Tagging, social bookmarking, folksonomies, reference management, LibraryThing and the Library

Tomorrow the 32nd ELAG symposium starts. The ELAG symposiums are special in the way that workshop around pre-selected subject form the mainstay of the conference. So they told me. The workshops not the ordinary workshop, where you passively attend to learn something. The idea behind these workshops is that the participants brainstorm over a subject, perhaps that the workshop leader knows some more of the background of the subject, but the workshop itself is a true group exercise.

I was asked to moderate the workshop of social-tagging. Until now the distribution of articpants over the workshop is a bit uneven, so I need to sell my workshop on “social tagging” tomorrow in a sales pitch to the attendents of the symposium. So what will I tell them?

The title of the workshop Social tagging is a combination of two terms, tagging and social bookmarking. At first sight they don’t seem to be the most spectacular subjects to ponder over in the ELAG workshops. But when the constituency of your library is adding tags to all kind of video’s, photographs and websites, wouldn’t you at least not give them the possibility to tag you library resources as well? Is it already possible in your library OPAC? Well, what about the bibliographic databases that your library licences, why can’t users tag those items yet?
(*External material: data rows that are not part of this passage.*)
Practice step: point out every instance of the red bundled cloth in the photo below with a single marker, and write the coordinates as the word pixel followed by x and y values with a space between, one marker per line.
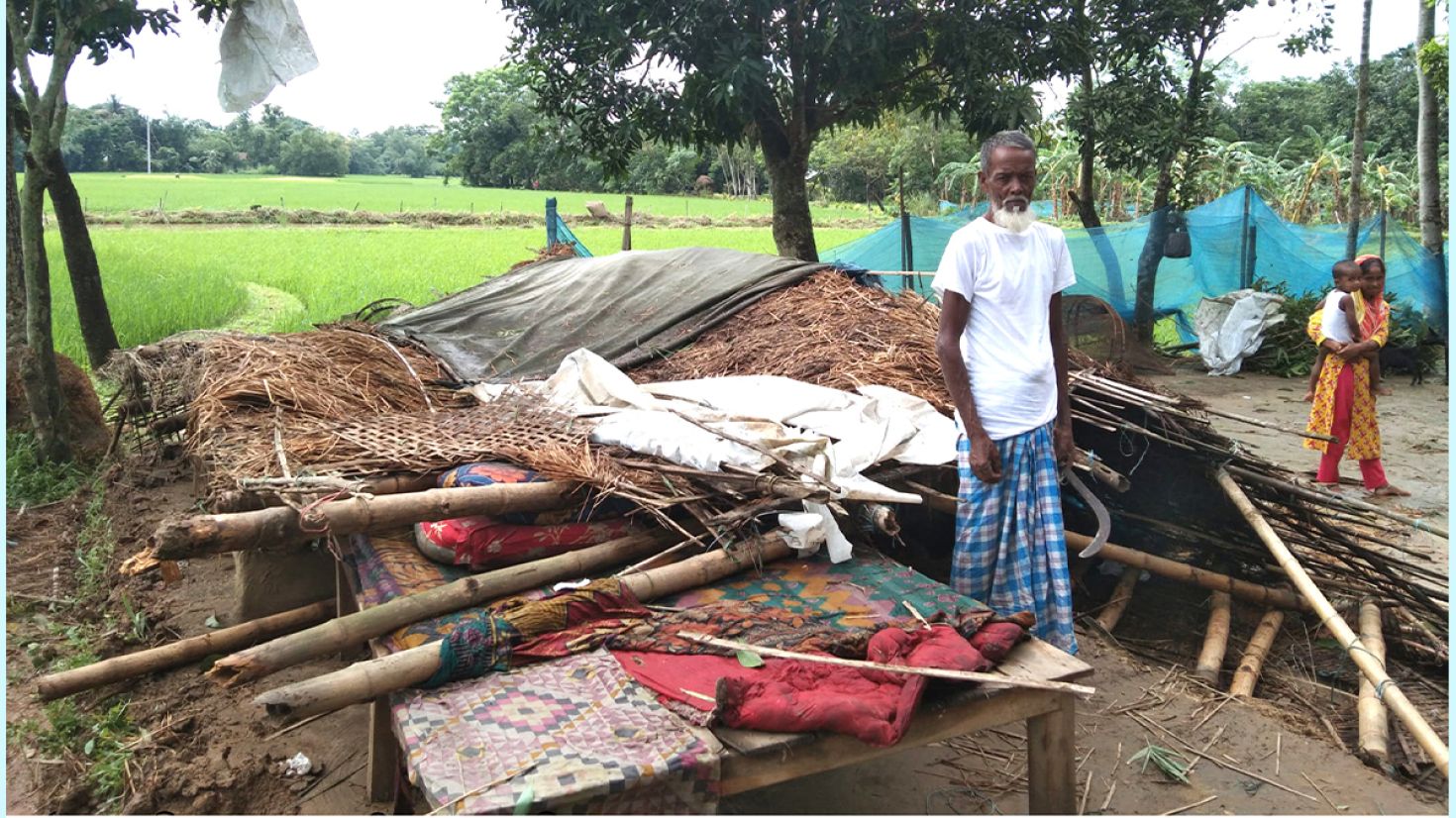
pixel 796 696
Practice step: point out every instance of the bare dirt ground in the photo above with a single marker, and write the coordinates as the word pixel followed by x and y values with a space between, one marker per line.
pixel 208 752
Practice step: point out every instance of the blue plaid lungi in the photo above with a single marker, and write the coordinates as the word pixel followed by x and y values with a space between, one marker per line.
pixel 1009 543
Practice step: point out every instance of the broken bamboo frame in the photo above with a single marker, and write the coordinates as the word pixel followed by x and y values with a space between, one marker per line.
pixel 1252 663
pixel 1328 498
pixel 275 527
pixel 1181 572
pixel 1375 727
pixel 469 591
pixel 1121 595
pixel 909 669
pixel 1216 639
pixel 181 653
pixel 364 681
pixel 1373 669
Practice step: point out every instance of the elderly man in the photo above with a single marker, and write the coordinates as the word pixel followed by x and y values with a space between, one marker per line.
pixel 1003 357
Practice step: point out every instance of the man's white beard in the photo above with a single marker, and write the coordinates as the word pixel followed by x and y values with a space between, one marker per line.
pixel 1015 220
If they are tagging ‘your’ resources already the obvious questions to ask are, which items are they tagging and what tags are they using. What can we learn from our users.

Can we use those tags from to improve the recall and ranking from our library systems? How should these folksonomies be combined, enhanced, complemented with our formal taxonomies?

If your users can tag any item on your library system, where should the tags and tagged items be collected. Should it be a homegrown system like they have developed at Pennsylvania University Library (Penntags), Harvard Law Library (H2O) or recently at Michigan (MTagger), should we advise to use the tools developed by the big scientific publishers such as 2Collab from Elsevier, Connotea from Nature or Scholar from Blackboard? Or should our academics and their precious labour on tagging be shared on common bookmarking sites such as del.icio.us, furl and the like. Is CiteUlike perhaps the best solution after all?

When it comes to saving library items we supported already reference management programmes such as EndNote and Refworks. What is the relations between social bookmarking sites and the very popular reference management programmes. RefWorks is much better than EndNote at handeling websites, but they haven’t been developed as social bookmarking sites yet. On the other hand, Connotea and 2Collab are social bookmarking sites that have some, reference management capacity but they don’t stand up in the competition to EndNote en Refworks in this respect.

LibraryThing is perhaps an odd case in this workshop, but has some very intriguing features. Some libraries are already using the tags and recommendations from LibraryThing in their catalog. Interesting, I am not aware of an example where items tagged in a library catalog and those tags being used to enrich LibraryThing. Perhaps it exists already. I don’t know yet. LT is to some extend a special case of a reference management software. It is only used for books. An awfull lot of books. It is therefore quite easy to add your own books to LibraryThing. At our university we are all the time confronted with organically grown collections of books that are not part of the library collection. Consider the idea that those collections of books were entered in LibraryThing, that we could use the collected LibraryThings from our constituency to see if a book we don’t have in our collection is somewhere on campus, rather than rushing to the order book button. LibrarThing from our trusted users as a natural extension of our catalog and library collection?

Those are the five lines along which I hope to ponder the theme of this workshop with a group of smart library people over the next three days. Lorcan Dempsey wrote recently on this subject as a new bibliographic tissue.

This new bibliographic tissue is really hot ladies and gentleman, please come and exchange your ideas with me in this workshop.